Cette étape est celle qui m'a le plus rapprochée des sentiments que les faussaires devaient éprouver lorsqu'ils fabriquaient leurs contrefaçons. Est-ce que les signatures ressemblent vraiment aux originales? Est-ce que la différence est facilement identifiable?
L'encre que j'ai utilisée est de
l'extrait de cassel. J'utilise une plume à tremper métallique (invention du 19ième siècle), n'ayant pas encore acquis la technique pour fabriquer une plume à écrire avec une plume comme au 18ième siècle.
Sixième et dernière étape: apposer les sceaux de France et de Navarre
Munie de mes sceaux, d'une planche en bois et d'un marteau, j'ai produit de la cacophonie dans mon garage durant un bel après-midi. Encore une fois, je me suis demandée qui réellement réalisait les sceaux sur les cartes, les administrateurs qui ont leur signature sur elles ou des subalternes.
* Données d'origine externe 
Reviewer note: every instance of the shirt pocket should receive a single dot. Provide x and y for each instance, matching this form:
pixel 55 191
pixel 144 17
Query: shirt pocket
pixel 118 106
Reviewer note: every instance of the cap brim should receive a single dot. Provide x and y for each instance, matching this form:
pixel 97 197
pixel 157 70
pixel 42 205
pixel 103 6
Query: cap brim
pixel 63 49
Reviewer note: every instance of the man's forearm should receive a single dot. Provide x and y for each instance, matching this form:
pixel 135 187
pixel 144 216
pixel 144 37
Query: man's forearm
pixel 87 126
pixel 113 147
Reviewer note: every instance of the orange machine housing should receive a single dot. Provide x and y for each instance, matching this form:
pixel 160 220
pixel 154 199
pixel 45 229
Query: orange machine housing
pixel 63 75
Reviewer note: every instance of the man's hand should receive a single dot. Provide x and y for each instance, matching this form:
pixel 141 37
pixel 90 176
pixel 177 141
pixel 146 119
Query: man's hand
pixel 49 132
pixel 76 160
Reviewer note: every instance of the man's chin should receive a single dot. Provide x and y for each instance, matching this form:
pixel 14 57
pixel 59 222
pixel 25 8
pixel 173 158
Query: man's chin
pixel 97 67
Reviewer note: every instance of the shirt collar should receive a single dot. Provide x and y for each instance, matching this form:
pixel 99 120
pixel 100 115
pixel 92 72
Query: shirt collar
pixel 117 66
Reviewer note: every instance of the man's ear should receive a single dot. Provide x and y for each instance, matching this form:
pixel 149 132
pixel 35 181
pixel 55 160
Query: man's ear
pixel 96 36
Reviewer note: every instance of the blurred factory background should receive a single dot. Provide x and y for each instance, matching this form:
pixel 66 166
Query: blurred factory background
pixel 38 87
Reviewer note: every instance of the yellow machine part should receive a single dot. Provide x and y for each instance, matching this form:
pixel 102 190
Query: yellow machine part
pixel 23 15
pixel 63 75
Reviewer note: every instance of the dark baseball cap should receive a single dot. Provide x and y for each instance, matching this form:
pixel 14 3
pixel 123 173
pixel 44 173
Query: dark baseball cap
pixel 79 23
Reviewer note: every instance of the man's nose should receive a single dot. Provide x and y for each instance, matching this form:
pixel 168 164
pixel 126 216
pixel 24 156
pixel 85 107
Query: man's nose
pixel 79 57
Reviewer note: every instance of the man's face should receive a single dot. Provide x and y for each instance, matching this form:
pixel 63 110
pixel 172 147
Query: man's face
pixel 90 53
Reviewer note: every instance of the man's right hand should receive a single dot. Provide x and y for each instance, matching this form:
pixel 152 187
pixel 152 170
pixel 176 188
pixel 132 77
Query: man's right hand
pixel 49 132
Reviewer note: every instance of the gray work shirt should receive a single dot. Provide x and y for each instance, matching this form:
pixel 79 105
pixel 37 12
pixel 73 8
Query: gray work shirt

Je crains fort que ces questions demeureront sans réponses.
Finalement, j'ai réalisé mon rêve de posséder des reproductions de monnaie de cartes!
Après ce processus, j'ai voulu comparer mes réflexions à propos de la monnaie de cartes. Est-ce que les proportions des cartes existantes étaient les mêmes avec celles fabriquées sur des vraies cartes? Est-ce que l'artiste Henri Beau a utilisé les mêmes proportions lorsqu'il a fait ses reproductions? Pour répéter, il n'existe à ma connaissance aucune monnaie de cartes de la première période d'émission de cartes.
Les valeurs documentées à la fois par les archives et les artéfacts de la monnaie de cartes, sur carton blanc, que j'ai reproduites sont les suivantes:
24 livres, 12 livres, 6 livres, 3 livres, 1 livre 10 sols (30 sols), 15 sols ainsi que 7 sols 6 deniers. Ces coupures sont basées sur des multiples de 3. Lorsqu'on regarde les pièces de monnaie de la même période, elles obéissent aussi à cette logique. L'écu d'argent vaut 6 livres, le demi-écu vaut 3 livres, le louis d'or vaut 24 livres, le demi-louis vaut 12 livres et le double louis d'or vaut, sans surprise, 48 livres.
Regardons de plus près la reproduction de l'artiste Henri Beau datant du début du XXe siècle.
Les coupures illustrées par Henri Beau sont de 100 livres, 50 livres, 40 livres, 20 livres, 12 livres, 4 livres, 20 sols, 15 sols et 10 sols pour celles que j'arrive à déchiffrer avec la numérisation du document. Ses hypothèses de dimensions ne sont donc pas basées sur les cartes existantes, comme je le croyais. Les valeurs semblent plus représenter la manipulation d'argent basée sur des multiples de 5 (comme le dollar canadien) plutôt que sur les multiples de 3 des livres anciennes.
La réflexion sur les dimensions et coupures des cartes de monnaie de cartes datant de 1685 à 1714 se poursuit... Peut-être ferai-je un projet de reproduction de monnaie de cartes de cette période dans les temps à venir et que cela me forcera à y revenir plus en profondeur.
J'espère que vous aurez apprécié cet article.